Perseverance, the desire to tap every ounce of talent he had, and hard work paid off, perhaps not immediately but eventually. In this first movie, his roles were restricted, the dialogue severely limited because of his English, his “acting” involving more muscle-flexing than character development. In one film, his voice had to be dubbed over.

Just as his muscles had given him an entrée into the movies, so they were also a drawback to his being given serious roles. It was clear that, without a thorough command of the language, Arnold would make money and movies only if he took off his shirt.

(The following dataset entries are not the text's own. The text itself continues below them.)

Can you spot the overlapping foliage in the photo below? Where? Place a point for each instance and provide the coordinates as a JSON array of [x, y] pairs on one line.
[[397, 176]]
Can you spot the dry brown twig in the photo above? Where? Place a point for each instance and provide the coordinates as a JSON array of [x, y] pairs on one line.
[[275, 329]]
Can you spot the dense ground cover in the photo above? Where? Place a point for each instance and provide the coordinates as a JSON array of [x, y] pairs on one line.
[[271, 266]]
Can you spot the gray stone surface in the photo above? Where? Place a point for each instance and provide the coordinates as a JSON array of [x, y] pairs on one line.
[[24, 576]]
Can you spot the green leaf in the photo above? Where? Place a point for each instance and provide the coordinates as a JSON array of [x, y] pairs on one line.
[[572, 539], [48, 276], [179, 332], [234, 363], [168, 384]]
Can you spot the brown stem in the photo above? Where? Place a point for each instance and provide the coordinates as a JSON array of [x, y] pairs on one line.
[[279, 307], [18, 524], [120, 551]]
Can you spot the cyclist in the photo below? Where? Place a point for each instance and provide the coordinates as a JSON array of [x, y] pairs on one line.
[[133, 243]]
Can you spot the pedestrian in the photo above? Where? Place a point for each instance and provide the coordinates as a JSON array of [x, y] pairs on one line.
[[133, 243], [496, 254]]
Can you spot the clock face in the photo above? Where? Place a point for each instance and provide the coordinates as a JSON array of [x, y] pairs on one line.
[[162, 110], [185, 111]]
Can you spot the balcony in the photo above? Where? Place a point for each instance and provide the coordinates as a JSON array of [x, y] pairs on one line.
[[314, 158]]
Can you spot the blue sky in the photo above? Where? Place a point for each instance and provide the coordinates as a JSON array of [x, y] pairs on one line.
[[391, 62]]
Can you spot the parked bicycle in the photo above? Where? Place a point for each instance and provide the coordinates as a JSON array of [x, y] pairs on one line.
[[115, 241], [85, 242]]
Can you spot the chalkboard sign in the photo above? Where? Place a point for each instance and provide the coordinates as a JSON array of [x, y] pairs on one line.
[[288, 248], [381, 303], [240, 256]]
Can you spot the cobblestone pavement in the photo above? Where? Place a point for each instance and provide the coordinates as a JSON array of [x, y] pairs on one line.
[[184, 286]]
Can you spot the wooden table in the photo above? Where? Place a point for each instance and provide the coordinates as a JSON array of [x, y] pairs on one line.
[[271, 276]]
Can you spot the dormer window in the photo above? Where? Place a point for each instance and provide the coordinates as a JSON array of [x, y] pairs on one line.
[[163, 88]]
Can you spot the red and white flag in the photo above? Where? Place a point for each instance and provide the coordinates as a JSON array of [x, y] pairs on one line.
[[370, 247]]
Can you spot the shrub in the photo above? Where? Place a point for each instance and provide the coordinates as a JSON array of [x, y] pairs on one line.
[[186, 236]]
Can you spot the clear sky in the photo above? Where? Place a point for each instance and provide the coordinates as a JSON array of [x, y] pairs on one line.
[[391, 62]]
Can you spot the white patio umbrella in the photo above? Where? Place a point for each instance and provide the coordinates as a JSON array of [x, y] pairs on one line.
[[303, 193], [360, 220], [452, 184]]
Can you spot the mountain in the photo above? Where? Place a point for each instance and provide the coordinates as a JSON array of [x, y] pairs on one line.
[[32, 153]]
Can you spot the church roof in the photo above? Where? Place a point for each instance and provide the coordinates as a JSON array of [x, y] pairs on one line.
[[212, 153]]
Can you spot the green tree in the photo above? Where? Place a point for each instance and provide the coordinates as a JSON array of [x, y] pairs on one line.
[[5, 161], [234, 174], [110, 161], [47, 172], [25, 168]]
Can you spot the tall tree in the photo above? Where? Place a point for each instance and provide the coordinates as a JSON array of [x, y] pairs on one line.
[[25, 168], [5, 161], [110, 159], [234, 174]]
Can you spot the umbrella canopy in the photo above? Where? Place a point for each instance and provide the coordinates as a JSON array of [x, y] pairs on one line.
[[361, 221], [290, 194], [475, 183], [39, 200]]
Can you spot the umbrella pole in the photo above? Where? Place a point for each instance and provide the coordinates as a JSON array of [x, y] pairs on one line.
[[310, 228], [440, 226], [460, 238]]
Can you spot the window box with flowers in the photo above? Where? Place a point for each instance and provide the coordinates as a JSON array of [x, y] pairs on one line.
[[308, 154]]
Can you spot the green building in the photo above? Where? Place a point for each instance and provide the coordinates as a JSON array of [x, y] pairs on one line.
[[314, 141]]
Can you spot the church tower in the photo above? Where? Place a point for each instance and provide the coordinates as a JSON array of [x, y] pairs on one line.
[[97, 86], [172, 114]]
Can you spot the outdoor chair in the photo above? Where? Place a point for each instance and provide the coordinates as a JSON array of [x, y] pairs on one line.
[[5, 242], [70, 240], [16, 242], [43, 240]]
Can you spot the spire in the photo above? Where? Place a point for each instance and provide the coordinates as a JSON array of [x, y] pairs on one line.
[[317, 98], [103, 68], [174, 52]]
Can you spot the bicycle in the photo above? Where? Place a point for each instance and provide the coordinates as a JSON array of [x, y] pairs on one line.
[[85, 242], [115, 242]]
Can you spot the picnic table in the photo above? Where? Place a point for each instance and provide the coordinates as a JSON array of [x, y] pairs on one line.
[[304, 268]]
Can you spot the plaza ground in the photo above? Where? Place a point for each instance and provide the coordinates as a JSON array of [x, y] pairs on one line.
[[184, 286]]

Gradually, his English improved and his acting skills developed – all with the help of numerous teachers and coaches. Arnold was now able to appear in a wide variety of roles in movies such as The Terminator, Twins, Total Recall, Kindergarten Cop, Batman and Robin, Jingle All the Way and Collateral Damage. From a muscleman to a dramatic and comic actor, Arnold has accomplished in the acting arena what many aspirants have only dreamed of. His financial success is overwhelming…!

Arnold is deeply grateful to America, its people, and its way of life. He has an enormous silk stars and stripes hanging across one wall of his office – that’s how passionate he is about America.

As a businessman and investor, Arnold has also been immensely successful. Forbes magazine listed him as one of the ten wealthiest entertainers in America.

But without a solid command of English and a strong drive to be accepted as an American, Arnold could never have reached this pinnacle of success.

That, in a nutshell, is one of the “secret ingredients” in the success of Arnold Schwarzenegger, a truly American phenomenon.